Ana kavramlar
Psikodinamik (psychodynamics), devinim halinde zihin (mind in motion) demektir.
Psikodinamik bir referans çerçevesi (psychodynamic frame of reference), bilinçdışındaki (unconscious) dinamik (hareketli) öğelerin bilinçli düşünceleri, duyguları ve davranışları etkilediğini varsayar.
Psikodinamik referans çerçevesine dayanan bir psikoterapi, psikodinamik bir psikoterapidir.
Hemen hemen her psikodinamik psikoterapide hem açığa çıkarıcı (uncovering) hem de destekleyici (supporting) teknikler kullanılabilir.
Psikodinamik psikoterapinin temel hedefleri şunlardır:
1) Hastanın/ danışanın bilinçli düşüncelerini, duygularını ve davranışlarını etkileyen bilinçdışı ögelerini (element) anlamak
2) Açığa çıkarmanın mı yoksa desteklemenin mi o anda en çok yardımcı olacağına karar vermek
3) Hastaya en iyi yardımı sunacak şekilde, bilinçdışı materyali açığa çıkarmak veya zihinsel işlevi desteklemek
Psikodinamik psikoterapi nedir?
Psikoterapi (psychotherapy), kelime karşılığı olarak, zihnin tedavisi/ zihin için tedavi/ zihin odaklı tedavi (treatment for the mind) anlamına gelir. Psikoterapinin kökenleri, Sigmund Freud tarafından geliştirilen ve “konuşma kürü (talking cure)” olarak da bilinen psikanalize (psychoanalysis) dayanır.6 Günümüzde psikoterapi kelimesi, konuşmayı içeren bir tedaviyi ifade eder hale geldi. Ancak, her konuşma psikoterapi değildir. Bir konuşmayı psikoterapi yapabilecek özellikleri şöyle maddeleyebiliriz:
- Konuşmanın tedavi odaklı olması gerekir
- Konuşanlardan birinin eğitimli bir profesyonel olması gerekir
- Konuşma belirli bir çerçeve içinde gerçekleşmelidir
- Konuşma bir hastanın zihinsel ve duygusal sağlığını iyileştirmek için gerçekleştirilmelidir
Peki ya psikodinamik (psychodynamic)? Muhtemelen bu kelimeyi birçok kez duymuşsunuzdur -ama bu ne anlama geliyor? Psiko (pysycho), Yunanca psişe (psyche) kelimesinden gelir; önceden ruh (soul) anlamına geliyordu ama şu anda zihin (mind) anlamına geliyor. Dinamik (dynamic), Yunanca dynamis kelimesinden gelir; bu, güç (power)anlamına geliyordu, ancak şu anda devinim halinde fiziksel güç (physical force in motion) anlamına geliyor. Basitçe ifade edilirse, psikodinamik kelimesi, zihnin devinim halindeki güçlerini ifade eder.

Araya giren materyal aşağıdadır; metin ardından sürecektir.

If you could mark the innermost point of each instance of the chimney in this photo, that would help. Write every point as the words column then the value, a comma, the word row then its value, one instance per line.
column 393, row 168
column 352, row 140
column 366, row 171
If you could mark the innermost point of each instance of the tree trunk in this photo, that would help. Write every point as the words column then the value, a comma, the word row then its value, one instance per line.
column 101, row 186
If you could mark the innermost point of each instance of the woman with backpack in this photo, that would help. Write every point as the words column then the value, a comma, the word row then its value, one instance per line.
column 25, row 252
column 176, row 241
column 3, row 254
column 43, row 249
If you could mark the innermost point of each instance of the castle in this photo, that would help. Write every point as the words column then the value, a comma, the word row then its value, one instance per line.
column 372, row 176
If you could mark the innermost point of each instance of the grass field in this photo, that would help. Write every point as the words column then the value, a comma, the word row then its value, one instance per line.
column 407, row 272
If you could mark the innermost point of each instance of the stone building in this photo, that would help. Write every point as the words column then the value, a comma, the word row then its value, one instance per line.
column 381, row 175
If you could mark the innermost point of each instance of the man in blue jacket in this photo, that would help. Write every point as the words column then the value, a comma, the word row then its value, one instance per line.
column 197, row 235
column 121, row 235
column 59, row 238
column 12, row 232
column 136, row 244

Freud şunu fark ettiğinde psikodinamik kelimesini türetti: Zihin (mind), önceki statik psike (psyche) kavramsallaştırmalarının aksine, sürekli hareket halindeki elementlerle (element) çalkalanan, durmadan değişen bir sistemdir. Bu bilinçdışı elementler bilince dönüşebilir veya tam tersi, güçlü arzu ve yasaklar, çarpışan atomaltı parçacıkların psişik karşılığını serbest bırakarak birbirine karışabilir.7
Freud, yalnızca zihinsel öğelerin hareket halinde olduğunu değil, aynı zamanda bu çılgınca zihinsel faaliyetlerin çoğunun farkındalığın dışında devam ettiğini de fark etti. Bu zihinsel aktiviteyi bilinçdışı (unconscious) olarak tanımladı ve onun, bilinçli düşünce, duygu ve davranışları etkileyebileceğini varsaydı.

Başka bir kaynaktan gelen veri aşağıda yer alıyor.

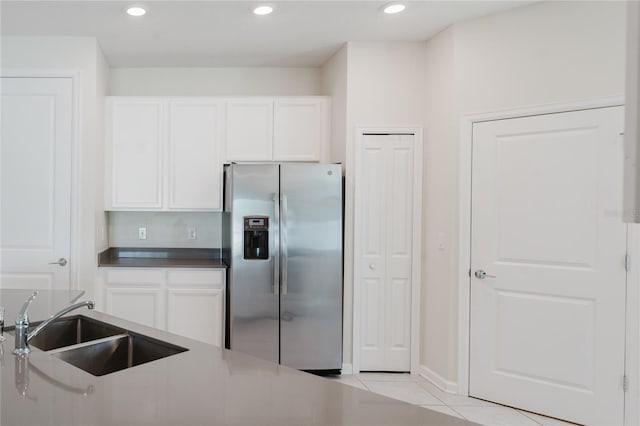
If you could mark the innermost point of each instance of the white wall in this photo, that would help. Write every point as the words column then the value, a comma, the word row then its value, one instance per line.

Böylece, bu kılavuzun [kitabın] temelini oluşturan iki tanıma ulaşıyoruz:
- Psikodinamik referans çerçevesi (psychodynamic frame of reference), bilinçdışı zihinsel aktivitenin bilinçli düşüncelerimizi, duygularımızı ve davranışlarımızı etkilediğini varsayan bir çerçevedir.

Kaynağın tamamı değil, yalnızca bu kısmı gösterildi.